Je vais évoquer ici le projet du métro du Grand Paris, un métro qui va tourner tout autour du grand Paris et regrouper les communes qui sont à l’extérieur du Paris intramuros. Comment on peut élargir la perception de Paris ? Il y a une vraie révolution à mettre en oeuvre dans le fait de penser ce territoire comme pluricentral. L’objectif de ce métro est de concevoir un espace sensible, chaque gare est conçue par un architecte différent, mais, en même temps, un certain nombre de rituels doivent permettre de se reconnaître malgré les espaces différents. C’est là où le designer intervient en s’occupant de ce que l’on appelle « l’information voyageurs » qui consiste à essayer de voir à quel moment le voyageur reçoit quelle information dans son processus d’avancée. On a deux types d’informations. Le premier concerne le quartier qui est autour de la gare. Si l’on veut que ces lieux deviennent des villes, il faut qu’on arrive à les dire, et ce n’est pas aussi simple que ça de dire une périphérie, surtout sur une carte ? Le deuxième type d’informations relève d’une problématique majeure, qui est celle des grandes villes du XXIè siècle : l’intermodalité, c’est-à-dire le lien entre une forme de transport et une autre forme de transport. Il faut arriver à faire que ce passage se passe avec qualité et que l’information qui correspond le soit aussi. On essaye de cultiver tout cela en six langues, ce qui, pour nous, participe de l’accessibilité universelle.

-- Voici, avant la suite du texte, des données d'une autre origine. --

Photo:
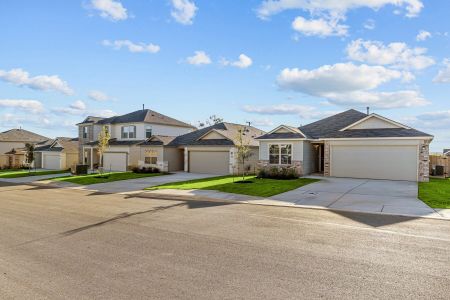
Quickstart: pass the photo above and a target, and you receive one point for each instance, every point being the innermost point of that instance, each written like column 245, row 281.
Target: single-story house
column 12, row 146
column 210, row 150
column 57, row 154
column 350, row 144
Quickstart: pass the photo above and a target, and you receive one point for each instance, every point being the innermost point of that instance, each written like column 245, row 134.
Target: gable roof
column 229, row 130
column 21, row 135
column 158, row 140
column 332, row 127
column 144, row 115
column 66, row 144
column 376, row 116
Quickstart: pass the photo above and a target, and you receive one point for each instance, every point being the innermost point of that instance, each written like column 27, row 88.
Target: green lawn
column 106, row 177
column 435, row 193
column 259, row 187
column 11, row 173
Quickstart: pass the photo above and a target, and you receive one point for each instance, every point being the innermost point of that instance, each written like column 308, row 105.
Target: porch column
column 186, row 159
column 92, row 159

On a mis en oeuvre une sorte de double langage : un langage hyper efficace qui relève du transport et un langage qu’on appelle « situé » qui doit arriver à dire la distinction entre les différents lieux. Il faut également arriver à dire, quand on est en bas, sur le quai du metro, ce qu’on va trouver une fois qu’on émergera.

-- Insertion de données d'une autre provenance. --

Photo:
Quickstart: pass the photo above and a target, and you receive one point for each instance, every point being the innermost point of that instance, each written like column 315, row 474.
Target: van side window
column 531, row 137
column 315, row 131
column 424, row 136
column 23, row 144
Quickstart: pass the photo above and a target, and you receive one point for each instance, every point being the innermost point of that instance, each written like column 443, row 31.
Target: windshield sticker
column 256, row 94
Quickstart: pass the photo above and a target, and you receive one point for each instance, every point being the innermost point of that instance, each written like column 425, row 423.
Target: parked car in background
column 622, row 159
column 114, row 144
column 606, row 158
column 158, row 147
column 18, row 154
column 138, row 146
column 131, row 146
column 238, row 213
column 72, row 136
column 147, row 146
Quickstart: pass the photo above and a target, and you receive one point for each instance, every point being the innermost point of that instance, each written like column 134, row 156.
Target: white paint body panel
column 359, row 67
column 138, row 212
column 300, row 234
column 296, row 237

Aujourd’hui il est hors de question de penser la signalétique autrement que dans sa relation entre l’objet transporté par le public, l’objet interactif situé en gare et, bien entendu, des choses qui relèvent du durable. C’est bien la coordination entre tous ces éléments qui est le grand pari de ce qu’on met en oeuvre. Comment sur son téléphone on va avoir exactement les mêmes informations que celles qui vont être in situ ? Comment arriver à faire que ce soit un seul langage qui nous amène de chez soi jusqu’à sa destination ? L’une des informations qui va être de plus en plus importante c’est celle de la distance par rapport au temps, pour permettre de faire des choix dans l’organisation du temps en fonction de cette information. Ces différents systèmes d’informations doivent pouvoir se retrouver dans différents supports.

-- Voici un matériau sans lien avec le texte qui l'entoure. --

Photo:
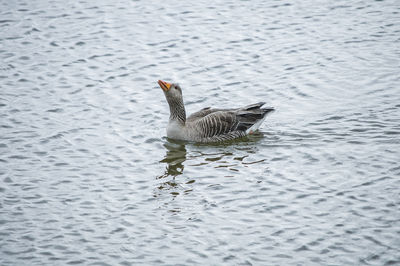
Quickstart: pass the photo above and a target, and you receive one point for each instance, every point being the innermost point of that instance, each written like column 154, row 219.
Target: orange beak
column 164, row 85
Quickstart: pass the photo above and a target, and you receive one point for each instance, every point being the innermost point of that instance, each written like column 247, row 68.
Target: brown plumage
column 209, row 124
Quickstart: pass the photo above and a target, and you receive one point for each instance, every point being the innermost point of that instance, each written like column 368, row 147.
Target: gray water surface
column 88, row 177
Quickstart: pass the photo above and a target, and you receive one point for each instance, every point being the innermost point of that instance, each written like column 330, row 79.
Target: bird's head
column 171, row 90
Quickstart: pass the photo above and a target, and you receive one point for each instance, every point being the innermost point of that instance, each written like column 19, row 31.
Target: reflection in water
column 174, row 158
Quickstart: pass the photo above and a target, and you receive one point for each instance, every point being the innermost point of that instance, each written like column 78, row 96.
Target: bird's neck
column 177, row 112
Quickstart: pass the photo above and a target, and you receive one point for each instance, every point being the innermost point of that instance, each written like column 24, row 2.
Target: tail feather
column 251, row 116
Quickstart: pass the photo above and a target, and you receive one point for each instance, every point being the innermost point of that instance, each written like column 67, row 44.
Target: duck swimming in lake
column 210, row 124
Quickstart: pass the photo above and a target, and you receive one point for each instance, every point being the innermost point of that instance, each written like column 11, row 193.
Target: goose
column 210, row 124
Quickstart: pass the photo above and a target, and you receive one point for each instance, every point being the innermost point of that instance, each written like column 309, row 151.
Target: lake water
column 88, row 177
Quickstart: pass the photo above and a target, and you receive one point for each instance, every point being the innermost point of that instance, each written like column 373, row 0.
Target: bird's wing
column 216, row 122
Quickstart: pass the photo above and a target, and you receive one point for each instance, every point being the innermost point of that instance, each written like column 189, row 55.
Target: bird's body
column 209, row 124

Ensuite, vient la question : comment parler de ces quartiers, de ces territoires ? Quels outils peut-on donner pour dresser des portraits différents sans qu’il y ait dévalorisation de l’un par rapport à l’autre ? On a arrêté de mettre la question du monument au centre, on a arrêté de penser uniquement monosensoriel, on essaye de faire des sortes de cartes mentales qui permettent d’entrer dans des possibles et de valoriser des lieux complètement différents. Puis un illustrateur par gare aura pour rôle de représenter la particularité de la gare, avec des styles différents, des approches sémiotiques différentes.